On gross examination, all the tumors were circumscribed with or without areas of hemorrhage and necrosis. Two of the tumors grossly protruded into the renal pelvis cavity (6,15) and another focally extended into the perinephric adipose tissue (10). The unique histological features of this tumor are identical to the findings in the present report, with widespread macrofollicles and microfollicles containing abundant colloid-like material, bearing a striking resemblance to follicular carcinoma of the thyroid gland. Immunohistochemically, the TLFC described in the literature varied, except for that the majority of cases were consistently negative for thyroid transcription factor-1 (TTF-1) and thyroglobulin, which are markers of thyroid carcinoma (Table I).

TLFC of the kidney should be distinguished from thyroidization of the kidney, metastatic follicular carcinoma from a primary thyroid tumor and metastasis from an ovarian teratoma composed of thyroid tissue (struma ovarii).
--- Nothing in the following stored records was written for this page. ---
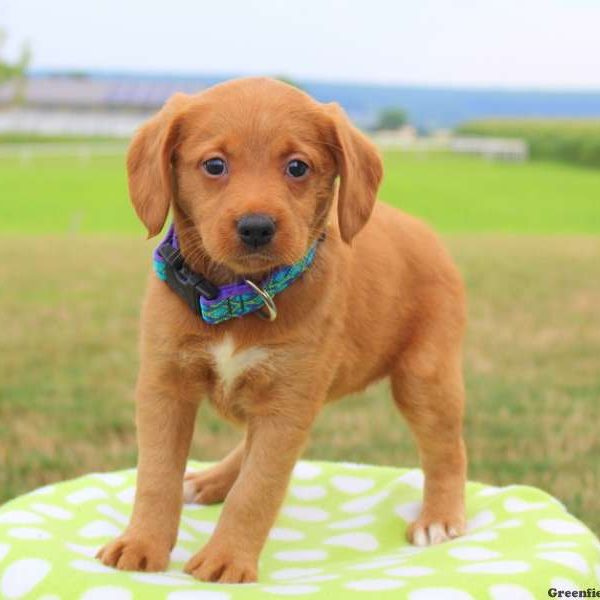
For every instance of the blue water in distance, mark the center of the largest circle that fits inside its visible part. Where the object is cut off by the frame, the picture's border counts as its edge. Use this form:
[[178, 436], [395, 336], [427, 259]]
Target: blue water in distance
[[427, 107]]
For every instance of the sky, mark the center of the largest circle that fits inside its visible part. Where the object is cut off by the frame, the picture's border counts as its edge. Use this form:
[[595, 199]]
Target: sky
[[546, 44]]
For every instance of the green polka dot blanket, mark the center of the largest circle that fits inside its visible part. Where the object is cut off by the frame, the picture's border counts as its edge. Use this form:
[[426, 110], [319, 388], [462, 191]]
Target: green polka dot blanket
[[340, 534]]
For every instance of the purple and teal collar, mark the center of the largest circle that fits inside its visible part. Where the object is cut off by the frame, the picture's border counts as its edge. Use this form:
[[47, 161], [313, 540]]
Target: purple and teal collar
[[218, 304]]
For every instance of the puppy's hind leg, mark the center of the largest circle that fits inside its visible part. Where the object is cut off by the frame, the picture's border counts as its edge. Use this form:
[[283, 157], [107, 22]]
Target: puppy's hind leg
[[432, 399], [212, 485]]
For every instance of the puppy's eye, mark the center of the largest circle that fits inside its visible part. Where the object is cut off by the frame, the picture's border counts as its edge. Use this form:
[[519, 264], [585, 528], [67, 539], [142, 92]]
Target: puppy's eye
[[215, 167], [296, 169]]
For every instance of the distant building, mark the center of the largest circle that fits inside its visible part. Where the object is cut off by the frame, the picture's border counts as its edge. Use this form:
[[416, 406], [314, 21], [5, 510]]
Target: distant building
[[78, 105]]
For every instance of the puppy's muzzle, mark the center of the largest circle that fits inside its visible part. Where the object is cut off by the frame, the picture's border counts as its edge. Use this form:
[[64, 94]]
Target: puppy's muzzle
[[256, 230]]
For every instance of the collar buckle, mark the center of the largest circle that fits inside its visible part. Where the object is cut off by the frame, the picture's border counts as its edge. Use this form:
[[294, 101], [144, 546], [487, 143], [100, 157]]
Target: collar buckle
[[268, 302], [190, 286]]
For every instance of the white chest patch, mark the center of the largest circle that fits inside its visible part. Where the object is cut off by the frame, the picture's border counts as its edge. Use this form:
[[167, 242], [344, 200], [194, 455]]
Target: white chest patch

Thyroidization of the kidney is a benign process that extensively involves the kidney, most frequently as a consequence of end-stage renal diseases or pyelonephritis. It is characterized by atrophic distal tubules and collecting ducts with colloid-like material in the lumen (21,22). However, this is a benign phenomenon that is typically bilateral and widespread, as opposed to TLFC, which is well-circumscribed and occurs in patients without renal disease, as in the present cases.

Metastatic thyroid follicular carcinoma to the kidney is extremely rare and only 16 cases have been reported, all but 1 occurring in the presence of widespread metastatic disease involving other organs (23–25). It can be easily distinguished from TLFC of the kidney by its positive immunohistochemical staining for TTF-1 and thyroglobulin.

In case 1, the patient had a history of ovarian teratoma and received surgical treatment 4 years ago. Therefore, a hypothetical metastasis from a malignant ovarian lesion was eliminated. Struma ovarii is a germ cell tumor of the ovary mainly composed of thyroid tissue: Malignant transformation is rare and localized to the liver, peritoneum and omentum. To the best of our knowledge, there are no previous cases of struma ovarii metastasizing to the kidney. In any case, pelvis imaging would be expected to reveal an ovarian tumour, and the tissue would show positive immunoreactivity to TTF-1 and thyroglobulin (26). These two features were absent in the present case. The pelvic ultrasound was normal and immunoreactivity was negative for TTF-1 and thyroglobulin.

Surgery is the main treatment for TLFC of the kidney. The surgical options contain radical nephrectomy, robotic-assisted partial nephrectomy and laparoscopic partial nephrectomy. Limited data indicate that this tumor behaves in a low malignant manner and the majority of patients have a good prognosis; however, more cases and long-term follow-ups are required.

In conclusion, the present study reports 3 new cases of TLFC, which is a rare variant of RCC with unique morphological and immunohistochemical features. Based on the previously reported cases, TLFC occurs mainly in young women and its clinical manifestations have no difference with other renal tumors. Its imageological features resemble a large spectrum of benign and malignant renal and extra-renal conditions, which should be eliminated in the diagnostic process. Confirmed diagnosis depends on the examinations of pathology and immunohistochemistry. Surgical ablation is the preferred therapeutic method. To date, the disease appears to have a good prognosis, however, it requires the accumulation of more cases and long-term follow-ups.